Global Snow works out of the box with assets like Vehicle Physics Pro which implements wheel-based collision on the ground to leave snow tracks as covered in the “Moving Objects” section.

Step 1: Ensure your vehicle reports correct ground hits adding “Global Snow Collider Extra Info” script to the root of your vehicle prefab or gameobject. This script is necessary to detect wheel collisions and report them to Global Snow.

Step 2: Since the vehicle is a moving object, you will want to exclude it from Global Snow coverage (add it to a exclusion layer or add the Global Snow Ignore Coverage script to the root of the vehicle).
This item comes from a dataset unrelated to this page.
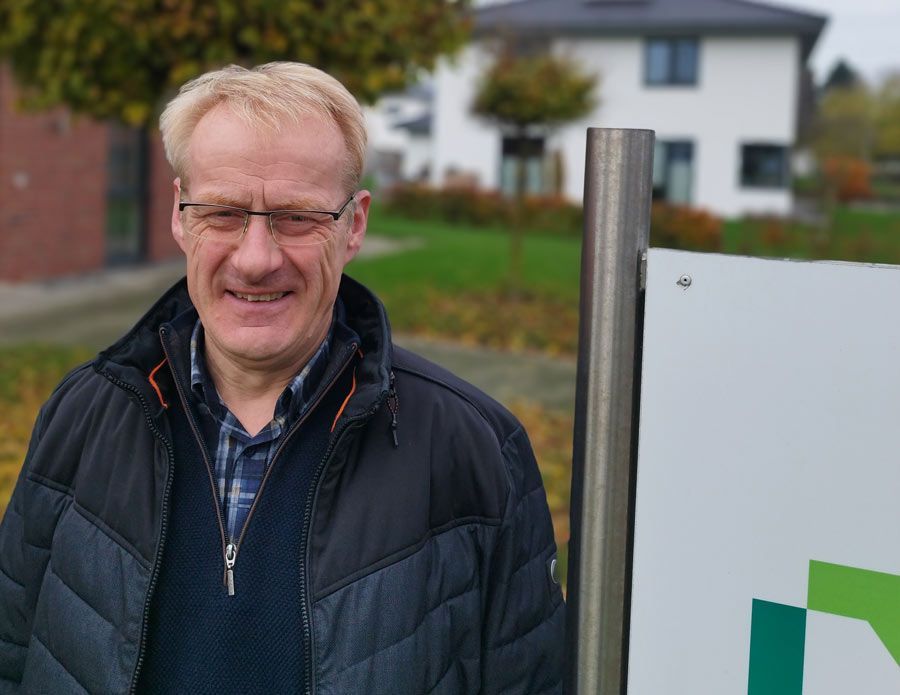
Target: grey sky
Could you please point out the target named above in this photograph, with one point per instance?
(865, 32)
Then, use the Global Snow/Moving Object Snow/Opaque shader to the materials of the vehicle in order to add static snow coverage on top of the vehicle parts.

Transition/Lerping between snow profiles

All global snow properties are animatable but also the asset includes a Global Snow Lerp script which allows you to quickly lerp between two sets of values.

Just create a gameobject and add the “Global Snow Lerp” script to it (you can also add this script to the camera):

The main settings are:

  • Target Global Snow: this will be automatically picked by the script upon start but lets you assign a different object (useful if you instantiate the player camera after scene is loaded).

  • Transition: value from 0 to 1. A value of 0 will use the settings of profile 1 while a value of 1 will use the settings of profile 2. Any value in between will mix the values from profiles 1 and 2 producing a smooth transition of the effect.

  • Left / Right Key: allows you to specify keys which will decrease/increase the transition value when pressing them in playmode.

  • Profile1 and Profile2: settings for global snow.